How am I going to get past this next visit, I haven't written anything down?... No worries at all I'm sure. You'll need to talk about how you've been so she'll understand. Writing down your feelings is difficult. Mainly because if you're anything like me, you're not really sure about what feelings are because they have been so disrupted through childhood. The psychologist should understand and should help you to untangle the threads of your emotions, to help you identify your emotions and what you're feeling.

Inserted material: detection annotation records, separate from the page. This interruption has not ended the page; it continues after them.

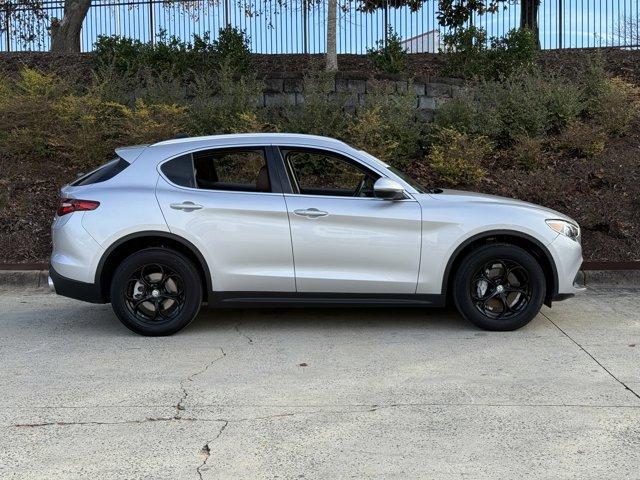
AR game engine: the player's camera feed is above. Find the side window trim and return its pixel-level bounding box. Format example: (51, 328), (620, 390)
(276, 145), (384, 200)
(157, 144), (286, 195)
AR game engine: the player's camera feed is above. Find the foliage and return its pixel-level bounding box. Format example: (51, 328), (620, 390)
(556, 122), (607, 158)
(212, 25), (251, 73)
(442, 26), (538, 79)
(590, 77), (640, 135)
(437, 0), (506, 28)
(367, 27), (407, 73)
(427, 128), (492, 185)
(189, 67), (263, 135)
(511, 135), (544, 170)
(0, 69), (186, 168)
(94, 26), (250, 79)
(435, 70), (586, 146)
(271, 72), (355, 138)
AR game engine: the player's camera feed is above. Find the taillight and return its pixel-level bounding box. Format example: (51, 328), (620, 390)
(57, 198), (100, 217)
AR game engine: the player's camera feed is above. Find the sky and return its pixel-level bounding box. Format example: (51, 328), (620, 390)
(0, 0), (640, 53)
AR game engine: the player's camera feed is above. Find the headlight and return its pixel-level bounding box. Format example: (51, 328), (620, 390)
(547, 219), (580, 242)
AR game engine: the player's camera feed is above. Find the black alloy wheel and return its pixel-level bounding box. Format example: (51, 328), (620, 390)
(110, 248), (202, 336)
(453, 243), (546, 331)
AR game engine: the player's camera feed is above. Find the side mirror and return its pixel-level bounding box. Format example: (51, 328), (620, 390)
(373, 177), (405, 200)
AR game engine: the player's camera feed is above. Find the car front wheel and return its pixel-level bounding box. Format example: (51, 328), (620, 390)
(111, 248), (202, 336)
(453, 244), (546, 331)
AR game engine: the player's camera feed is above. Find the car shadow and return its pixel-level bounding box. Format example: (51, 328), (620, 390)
(187, 307), (475, 333)
(67, 304), (470, 336)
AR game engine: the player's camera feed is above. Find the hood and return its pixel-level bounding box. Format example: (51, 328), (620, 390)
(428, 189), (577, 225)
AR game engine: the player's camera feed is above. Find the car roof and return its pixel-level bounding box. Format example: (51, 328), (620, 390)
(151, 133), (345, 147)
(116, 133), (355, 166)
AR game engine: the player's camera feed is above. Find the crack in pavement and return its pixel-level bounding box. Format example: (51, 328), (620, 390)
(235, 322), (253, 343)
(173, 347), (227, 420)
(11, 417), (206, 428)
(540, 311), (640, 400)
(196, 420), (229, 480)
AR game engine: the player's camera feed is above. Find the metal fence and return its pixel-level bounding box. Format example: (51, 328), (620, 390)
(0, 0), (640, 54)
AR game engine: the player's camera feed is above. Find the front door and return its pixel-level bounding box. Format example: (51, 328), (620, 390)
(156, 147), (295, 292)
(280, 147), (421, 294)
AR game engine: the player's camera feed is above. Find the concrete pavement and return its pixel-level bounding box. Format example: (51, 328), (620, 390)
(0, 288), (640, 479)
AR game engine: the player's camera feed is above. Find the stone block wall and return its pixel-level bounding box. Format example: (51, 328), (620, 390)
(259, 72), (463, 118)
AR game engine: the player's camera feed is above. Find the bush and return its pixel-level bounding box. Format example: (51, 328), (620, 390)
(441, 26), (538, 80)
(346, 82), (423, 168)
(94, 26), (251, 84)
(510, 135), (544, 170)
(367, 27), (407, 73)
(556, 122), (607, 158)
(434, 69), (586, 147)
(189, 67), (263, 135)
(0, 70), (187, 169)
(210, 25), (251, 73)
(590, 77), (640, 135)
(427, 128), (491, 185)
(276, 72), (355, 139)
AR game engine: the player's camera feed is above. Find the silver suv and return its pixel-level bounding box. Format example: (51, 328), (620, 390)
(50, 134), (582, 335)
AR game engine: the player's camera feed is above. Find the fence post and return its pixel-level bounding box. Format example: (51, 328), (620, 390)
(302, 0), (309, 53)
(384, 0), (389, 47)
(4, 4), (11, 52)
(558, 0), (562, 49)
(149, 0), (156, 45)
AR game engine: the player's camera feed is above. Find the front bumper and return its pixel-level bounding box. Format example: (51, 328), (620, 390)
(549, 235), (586, 301)
(49, 265), (107, 303)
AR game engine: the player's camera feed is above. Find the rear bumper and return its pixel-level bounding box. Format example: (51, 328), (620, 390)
(49, 266), (107, 303)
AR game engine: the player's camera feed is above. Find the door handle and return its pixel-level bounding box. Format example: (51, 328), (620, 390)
(293, 208), (329, 218)
(169, 202), (202, 212)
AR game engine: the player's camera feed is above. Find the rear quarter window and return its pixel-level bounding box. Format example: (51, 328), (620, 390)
(71, 157), (130, 187)
(160, 153), (196, 188)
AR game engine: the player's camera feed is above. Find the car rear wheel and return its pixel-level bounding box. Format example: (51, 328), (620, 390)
(111, 248), (202, 336)
(453, 244), (546, 331)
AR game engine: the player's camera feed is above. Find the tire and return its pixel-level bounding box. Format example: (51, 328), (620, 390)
(111, 248), (202, 337)
(453, 243), (546, 331)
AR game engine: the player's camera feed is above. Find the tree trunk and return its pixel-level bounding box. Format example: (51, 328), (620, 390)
(51, 0), (91, 53)
(520, 0), (540, 47)
(326, 0), (338, 72)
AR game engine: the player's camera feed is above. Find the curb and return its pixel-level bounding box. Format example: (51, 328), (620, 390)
(0, 270), (49, 290)
(0, 270), (640, 290)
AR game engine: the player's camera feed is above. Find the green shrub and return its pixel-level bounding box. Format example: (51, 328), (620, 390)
(94, 26), (251, 84)
(276, 72), (355, 139)
(209, 25), (251, 73)
(345, 82), (423, 168)
(441, 26), (538, 80)
(555, 121), (607, 158)
(0, 70), (187, 169)
(509, 135), (544, 170)
(426, 128), (492, 185)
(367, 27), (407, 73)
(434, 69), (587, 147)
(591, 77), (640, 135)
(188, 67), (263, 135)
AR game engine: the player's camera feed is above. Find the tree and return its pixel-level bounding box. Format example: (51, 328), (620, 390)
(438, 0), (541, 43)
(0, 0), (47, 47)
(51, 0), (91, 53)
(520, 0), (540, 42)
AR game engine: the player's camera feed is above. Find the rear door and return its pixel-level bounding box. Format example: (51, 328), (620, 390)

As time goes by (this doesn't happen overnight, 2 weeks, 1-2 months) you'll start to recognise and distinguish between - the feelings of shame, guilt, anger, hate, love, sadness. With each of these emotions will come memories of what caused these intense feelings. At first the feelings are overwhelming, something like you are going through at the moment. It does get BETTER!! Please believe me. I didn't think I'd ever come through it. But I did. I'm here now passing on what I've learnt and experience on my 7-8 year journey.
Does it get easier the more you disclose or does it continue to hurt like hell, before it gets better? Sorry Karen, I would love to tell you it gets easier the more you disclose, but the reality is - it will hurt like hell before you get BETTER. Before you start to 'really' feel, to see, to taste, to smell, to hear - the love of the wonderful things around you - the flowers, the sun, moon and stars, a good curry cooking, the dog with its head on your lap. It is wonderful when you get there.
Something you mentioned, ...not functioning properly... This is something you should definitely talk about with your GP and psychologist. It may mean you are using up all your 'good' chemicals (e.g. serotonin) in your body that help you to function.
Hope some of this helps you. BTW - it's okay to cry and cry. You've had an incredibly difficult life and it is okay to acknowledge it. Breaking the silence is never easy....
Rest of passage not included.